While VC funding holds steady, look at the trend to see where the money is moving

This analysis is solely the work of the author. It has not been edited or endorsed by GLG.
Analysis By:
Bradley Townsend
Chief Financial Officer, Advanced Interactive Systems, Inc.
Implications: Many recent articles have argued and discussed the slowdown in VC funding; from Austin Ventures' recent investor funding return to misguided year-over-year statistics that truly point to an IPO slowdown.  The title of this article is misleading, as the content points towards a more meaningful outcome.

Analysis:

So it appears year-over-year investment by venture capital firms, whether a stand along company or a branch of a large hi-tech corporation, has been consistent in forging ahead with pledged capital.  But the real story in this article is where the funds are going.
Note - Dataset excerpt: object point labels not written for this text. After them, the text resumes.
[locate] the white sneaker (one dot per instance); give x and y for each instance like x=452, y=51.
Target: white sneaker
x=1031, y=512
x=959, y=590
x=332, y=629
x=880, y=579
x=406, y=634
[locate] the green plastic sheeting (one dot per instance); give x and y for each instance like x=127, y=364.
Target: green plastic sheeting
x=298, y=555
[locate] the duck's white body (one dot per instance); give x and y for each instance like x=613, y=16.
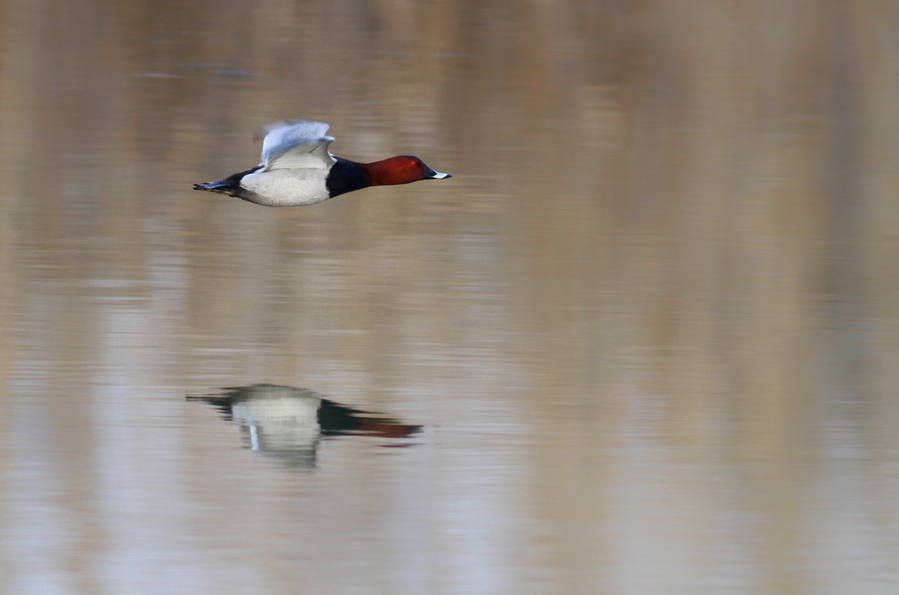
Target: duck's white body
x=286, y=187
x=297, y=169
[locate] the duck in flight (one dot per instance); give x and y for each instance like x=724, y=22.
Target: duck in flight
x=298, y=169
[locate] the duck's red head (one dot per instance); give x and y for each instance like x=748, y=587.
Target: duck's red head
x=402, y=169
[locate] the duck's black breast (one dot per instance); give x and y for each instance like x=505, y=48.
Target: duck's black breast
x=345, y=176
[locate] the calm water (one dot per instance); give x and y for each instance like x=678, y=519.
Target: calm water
x=645, y=340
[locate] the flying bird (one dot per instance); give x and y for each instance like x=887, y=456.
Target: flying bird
x=298, y=169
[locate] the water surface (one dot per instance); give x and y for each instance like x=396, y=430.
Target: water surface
x=645, y=340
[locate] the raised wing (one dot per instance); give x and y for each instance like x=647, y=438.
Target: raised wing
x=295, y=144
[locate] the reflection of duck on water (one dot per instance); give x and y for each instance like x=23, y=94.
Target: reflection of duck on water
x=288, y=422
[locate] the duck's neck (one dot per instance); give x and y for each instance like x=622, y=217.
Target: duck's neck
x=346, y=176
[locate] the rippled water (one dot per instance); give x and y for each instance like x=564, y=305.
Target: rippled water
x=645, y=340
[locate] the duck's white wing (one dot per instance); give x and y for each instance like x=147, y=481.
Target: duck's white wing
x=295, y=144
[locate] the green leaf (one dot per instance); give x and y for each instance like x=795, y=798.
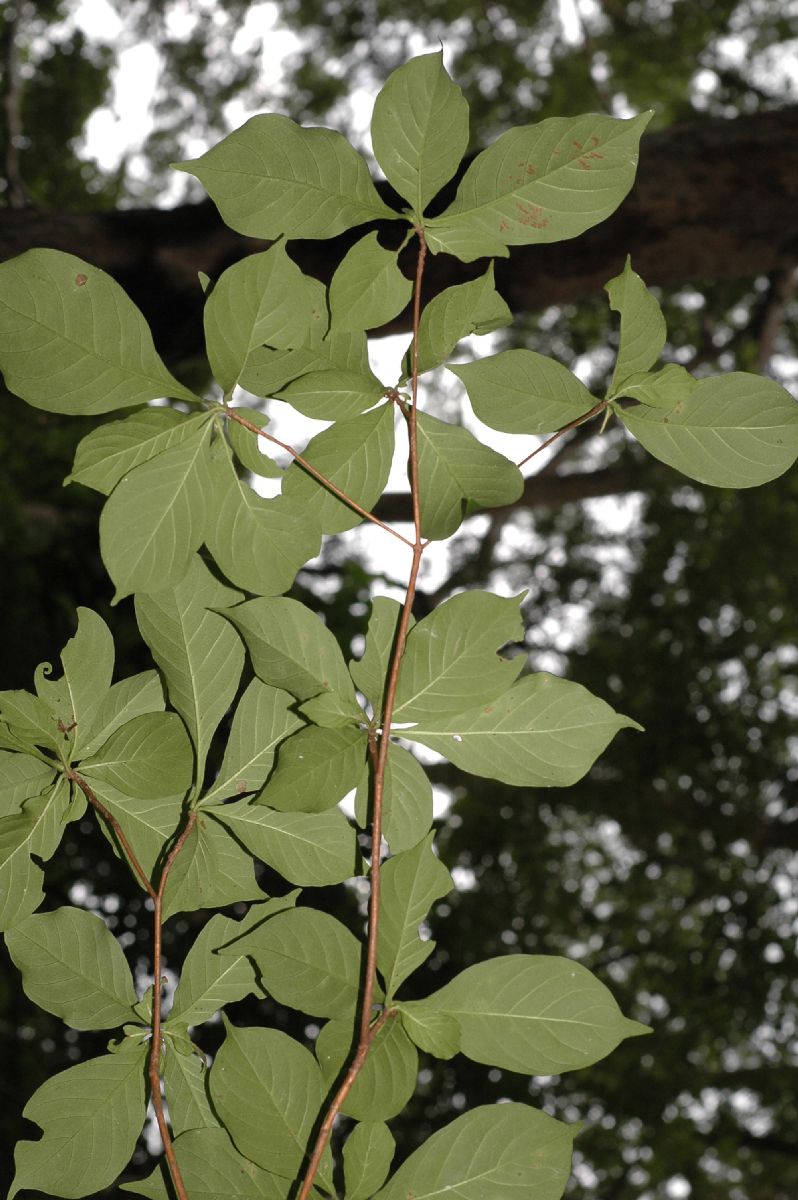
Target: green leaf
x=246, y=447
x=213, y=1169
x=454, y=467
x=367, y=1157
x=210, y=871
x=419, y=129
x=283, y=1090
x=88, y=663
x=72, y=342
x=127, y=699
x=532, y=1013
x=307, y=960
x=17, y=741
x=521, y=391
x=659, y=389
x=357, y=457
x=148, y=823
x=388, y=1078
x=316, y=768
x=327, y=711
x=263, y=299
x=231, y=933
x=259, y=545
x=268, y=370
x=198, y=652
x=22, y=777
x=544, y=732
x=371, y=671
x=407, y=799
x=262, y=720
x=411, y=882
x=91, y=1116
x=457, y=312
x=502, y=1151
x=73, y=966
x=271, y=178
x=732, y=431
x=335, y=394
x=36, y=831
x=642, y=325
x=437, y=1033
x=185, y=1083
x=109, y=453
x=538, y=184
x=148, y=757
x=156, y=517
x=209, y=982
x=450, y=661
x=292, y=648
x=30, y=719
x=367, y=288
x=309, y=849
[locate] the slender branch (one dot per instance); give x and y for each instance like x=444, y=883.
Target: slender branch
x=317, y=474
x=571, y=425
x=111, y=820
x=154, y=1061
x=16, y=193
x=154, y=1065
x=378, y=749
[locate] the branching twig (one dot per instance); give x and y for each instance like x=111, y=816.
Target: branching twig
x=571, y=425
x=156, y=897
x=154, y=1065
x=378, y=749
x=317, y=474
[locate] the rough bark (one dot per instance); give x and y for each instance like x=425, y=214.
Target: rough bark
x=713, y=199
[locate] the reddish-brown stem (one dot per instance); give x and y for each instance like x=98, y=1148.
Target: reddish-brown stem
x=317, y=474
x=154, y=1063
x=325, y=1128
x=571, y=425
x=378, y=749
x=111, y=820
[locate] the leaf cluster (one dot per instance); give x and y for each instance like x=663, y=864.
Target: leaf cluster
x=209, y=562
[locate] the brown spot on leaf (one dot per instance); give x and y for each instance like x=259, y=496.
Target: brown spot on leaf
x=532, y=215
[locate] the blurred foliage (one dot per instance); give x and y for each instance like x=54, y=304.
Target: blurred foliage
x=671, y=871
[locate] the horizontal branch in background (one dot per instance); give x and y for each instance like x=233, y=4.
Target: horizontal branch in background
x=714, y=199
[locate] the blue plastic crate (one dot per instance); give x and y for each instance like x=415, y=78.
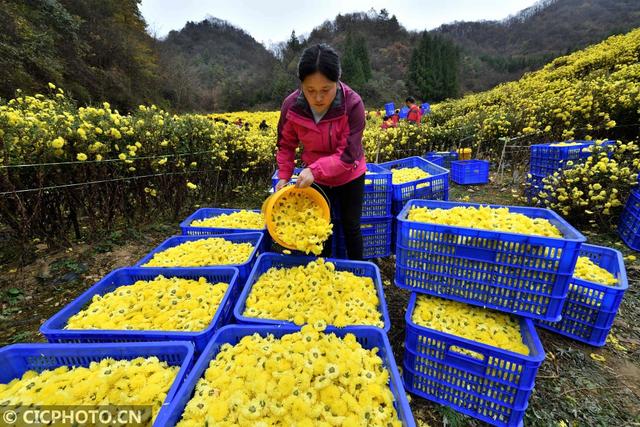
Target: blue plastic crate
x=54, y=328
x=203, y=213
x=466, y=172
x=269, y=260
x=546, y=159
x=376, y=238
x=494, y=387
x=435, y=187
x=591, y=308
x=517, y=273
x=368, y=337
x=389, y=108
x=436, y=159
x=533, y=187
x=243, y=269
x=448, y=157
x=377, y=191
x=629, y=227
x=19, y=358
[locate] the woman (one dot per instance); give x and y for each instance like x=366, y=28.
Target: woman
x=328, y=118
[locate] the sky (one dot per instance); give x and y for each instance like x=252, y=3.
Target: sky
x=271, y=21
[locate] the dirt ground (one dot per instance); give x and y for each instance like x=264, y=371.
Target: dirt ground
x=577, y=385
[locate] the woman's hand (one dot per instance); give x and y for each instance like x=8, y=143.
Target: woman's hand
x=305, y=179
x=281, y=183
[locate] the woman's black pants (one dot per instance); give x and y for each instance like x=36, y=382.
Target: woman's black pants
x=346, y=204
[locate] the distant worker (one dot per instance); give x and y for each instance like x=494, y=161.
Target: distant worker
x=414, y=115
x=395, y=118
x=387, y=122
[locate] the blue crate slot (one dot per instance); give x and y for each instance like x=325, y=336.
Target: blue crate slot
x=436, y=159
x=494, y=387
x=269, y=260
x=377, y=192
x=368, y=337
x=591, y=308
x=546, y=159
x=465, y=172
x=17, y=359
x=203, y=213
x=533, y=188
x=435, y=187
x=243, y=269
x=629, y=226
x=55, y=332
x=517, y=273
x=376, y=238
x=448, y=157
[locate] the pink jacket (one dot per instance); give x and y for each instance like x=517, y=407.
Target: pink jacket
x=332, y=149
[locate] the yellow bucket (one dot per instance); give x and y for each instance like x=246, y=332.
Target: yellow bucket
x=270, y=202
x=464, y=153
Here’s the rundown-

Biotech down 5% at $1.1B (18% of dollars invested)

Software down 19% at $1.1B

Internet received another $1.1B (17% of the vesting market)

Medical Devices increased 12% to $640M

Energy had a 6 year high at $575M

Telecomm had a 4 year high at $850M

The significance is Biotech is ranked first for total invested, jumping over software; while software received the lowest funding level in 10 years.  Why the movement? While for one, many software companies are moving toward hosted platforms, which count toward internet funding.  Secondly, the biotech industry usually requires large, long-term investments for development.  It will be interesting to watch the energy sector, as fuel pricing have recently begun to cool.

Further, statistics point towards an increase in early start-up companies (up 10%), while expansion stage (B-round) fell 10% year-over-year, and late stage fell 13% for the same period.  It appears that with exit strategies changing from IPO to acquisition, attention has turned towards the young fledgling that has increased the most valuation with the growth of the company.

While some of these statistics can be misleading due to overlie of sectors, what will be interesting to watch is if this trend continues.